Nesta questão, ele concordava inteiramente com Hermione. Falar com os gêmeos sobre os problemas financeiros da família não traria benefício algum – imaginava, enquanto atirava um petisco para Pichi e outro para Edwiges.
“O que será que Harry estava tramando?” – pensou, intrigado.
Enquanto remoia estes pensamentos, olhou de soslaio para o embrulho com a etiqueta da Pollwhish & Pollwhitch. Sem nenhuma disposição para perder tempo com aquelas brincadeiras idiotas dos irmãos, atirou uma veste suja sobre o pacote e pulou para a cama, o estômago vazio reclamando de falta de atenção. Mordendo os lábios, imaginou a longa viagem até Hogwarts sem a companhia do melhor amigo. Não sabia quando veria Harry de novo, nem mesmo se conseguiria se comunicar com ele!

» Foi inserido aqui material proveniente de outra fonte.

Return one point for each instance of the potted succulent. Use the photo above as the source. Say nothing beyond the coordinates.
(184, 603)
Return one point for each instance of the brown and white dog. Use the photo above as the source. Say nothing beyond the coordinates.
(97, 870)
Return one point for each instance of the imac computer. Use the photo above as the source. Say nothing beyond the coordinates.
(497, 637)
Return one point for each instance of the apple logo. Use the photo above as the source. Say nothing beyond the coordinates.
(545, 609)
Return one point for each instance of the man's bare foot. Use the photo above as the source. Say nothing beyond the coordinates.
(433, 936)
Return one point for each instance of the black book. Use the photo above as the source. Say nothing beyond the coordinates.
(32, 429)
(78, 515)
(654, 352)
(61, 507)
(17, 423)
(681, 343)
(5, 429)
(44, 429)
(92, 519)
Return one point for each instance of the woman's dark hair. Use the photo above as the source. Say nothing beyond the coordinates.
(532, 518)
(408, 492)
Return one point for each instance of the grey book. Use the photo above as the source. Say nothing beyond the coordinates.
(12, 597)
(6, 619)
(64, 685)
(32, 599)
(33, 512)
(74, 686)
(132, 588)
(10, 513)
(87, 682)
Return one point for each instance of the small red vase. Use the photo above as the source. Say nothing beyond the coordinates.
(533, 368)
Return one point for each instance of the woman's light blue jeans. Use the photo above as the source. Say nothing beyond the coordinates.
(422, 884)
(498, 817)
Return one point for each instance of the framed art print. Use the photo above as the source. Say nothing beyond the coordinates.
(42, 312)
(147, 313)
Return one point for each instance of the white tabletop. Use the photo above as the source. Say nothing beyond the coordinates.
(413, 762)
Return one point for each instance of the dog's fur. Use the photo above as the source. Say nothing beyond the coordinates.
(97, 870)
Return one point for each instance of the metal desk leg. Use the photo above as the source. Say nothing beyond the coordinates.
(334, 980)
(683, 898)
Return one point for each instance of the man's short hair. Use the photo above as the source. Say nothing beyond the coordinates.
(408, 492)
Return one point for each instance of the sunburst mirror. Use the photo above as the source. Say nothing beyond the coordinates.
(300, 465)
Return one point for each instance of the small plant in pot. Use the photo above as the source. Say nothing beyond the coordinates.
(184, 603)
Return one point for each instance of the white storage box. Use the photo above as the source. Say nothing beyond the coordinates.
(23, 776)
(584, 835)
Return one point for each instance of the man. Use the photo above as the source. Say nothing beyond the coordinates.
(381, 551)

“Será que a Pichi agüentaria viagens internacionais com tanta freqüência?” – pensou, emburrado. Talvez fosse melhor ele tomar umas aulas com a Hermione. Um feitiço refortificante na sua coruja minúscula viria bem a calhar agora...

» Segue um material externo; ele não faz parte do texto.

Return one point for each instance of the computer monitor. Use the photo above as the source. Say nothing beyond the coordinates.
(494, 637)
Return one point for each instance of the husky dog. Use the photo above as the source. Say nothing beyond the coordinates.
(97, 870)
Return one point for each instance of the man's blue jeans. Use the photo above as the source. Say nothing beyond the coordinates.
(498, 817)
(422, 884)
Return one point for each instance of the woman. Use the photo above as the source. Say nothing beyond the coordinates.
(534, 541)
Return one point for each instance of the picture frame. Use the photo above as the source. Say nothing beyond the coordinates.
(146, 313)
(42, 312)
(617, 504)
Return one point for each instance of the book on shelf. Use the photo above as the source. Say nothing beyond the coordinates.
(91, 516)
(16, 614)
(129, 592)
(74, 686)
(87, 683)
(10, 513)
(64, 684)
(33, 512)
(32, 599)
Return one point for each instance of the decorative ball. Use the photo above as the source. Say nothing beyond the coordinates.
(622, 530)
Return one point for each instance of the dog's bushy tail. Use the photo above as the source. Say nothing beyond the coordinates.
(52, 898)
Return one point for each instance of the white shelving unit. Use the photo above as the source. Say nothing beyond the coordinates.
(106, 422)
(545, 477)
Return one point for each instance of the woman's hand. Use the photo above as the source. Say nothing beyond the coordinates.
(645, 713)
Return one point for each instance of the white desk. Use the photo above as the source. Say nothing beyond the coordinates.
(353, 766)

Ficou horas matutando sobre os conselhos de Harry escritos na caligrafia fina e delicada da Hermione. Os gêmeos subiram para o quarto perto das dez horas, mas Rony fingiu ressonar. Sua cabeça estava atulhada de pensamentos perdidos e pontilhada de Comensais da Morte, fazendo com que o rapaz suasse frio, a despeito do calor de final de verão. Entreouviu, por baixo dos lençóis, os irmãos comentando sobre Hogwarts e o que fariam quando lá chegassem. Fred insistia em conseguir uma autorização para vasculhar a ala proibida da biblioteca. Seus planos em relação a uma loja de logros e brincadeiras ainda estavam em pé, e eles precisavam buscar feitiços novos e interessantes para os possíveis clientes. Enquanto isso, Jorge andava louco para testar suas novas experiências nos alunos mais novos, a Pílula do Roncador e o Doce da Boca Mole.
Rony se sentiu péssimo por escutar a conversa dos irmãos. Ele sabia que os dois, apesar de amalucados, adoravam Hogwarts e se sentiriam miseráveis se não pudessem retornar. No entanto, o garoto se sentia pouco à vontade de ser o portador de notícias tão devastadoras! Seus pais tinham pedido – na verdade, quase implorado – para que ele se mantivesse quieto, mas o garoto não sabia que agüentaria arcar com toda aquela responsabilidade.
Os irmãos dormiram a sono alto enquanto o rapaz se contorcia embaixo das cobertas. Passou a noite em claro, mordendo as unhas e suando como um furanzão geriátrico. Quando amanheceu, tinha tomado uma resolução.